If we wanted bit-packed vectors, we could just ban masked.store for vectors whose elements aren't byte-aligned.
Minor correction, I meant to say that VectorType::getBitWidth()/DataLayout::getTypeSizeInBits() for <4 x i1> is 4.
I agree, I'll need to take care for many aspects.
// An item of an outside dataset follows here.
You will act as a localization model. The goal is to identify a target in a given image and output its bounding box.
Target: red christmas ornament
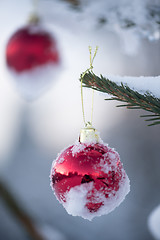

I'll, probably, need to fix lowering of "bitcast <4 x i1> to i4".
The getStoreSizeInBits() will return 32. getSizeInBits() will return 4. But we have the same problem in the bit-packed variant.
If we wanted bit-packed vectors, we could just ban masked.store for vectors whose elements aren't byte-aligned.
We can ban masked.store for i1 vectors, but I'm afraid that scalarization for the regular non-masked "store" will become impossible or will require load-modify-store sequence.
That's why I'd prefer to write bytes instead of bits.
You don't need load-modify-store for an unmasked store; we're allowed to clobber the padding bits, so you can do something like this:
define void @store_vec_i1(<2 x i1>* %p, <2 x i1> %val) {
  ; following is equivalent to `store <2 x i1> %val, <2 x i1>* %p`
  %a0 = extractelement <2 x i1> val, i32 0
  %r0 = zext i1 %v1 to i8
  %a1 = extractelement <2 x i1> val, i32 1
  %b1 = zext i1 %v1 to i8
  %c1 = shl i8 %b1, 1
  %r1 = or i1 %r0, %c1
  %p1 = bitcast <2 x i1>* %p to i8*
  store i8 %r1, i8* %p1
}You don't need load-modify-store for an unmasked store; we're allowed to clobber the padding bits, so you can do something like this:
I said that we need load-modify-store for the masked version. (or to ban it at all, I don't really like this idea)
I'm abandoning this review, since we need to make high-level decision about the form of the store.
I'll send RFC later to the dev list.
Should this just be
unsigned Stride = (MemSclVT.getSizeInBits() + 7) / 8;
So that it always rounds up to the next byte for any size that isn't divisible by 8?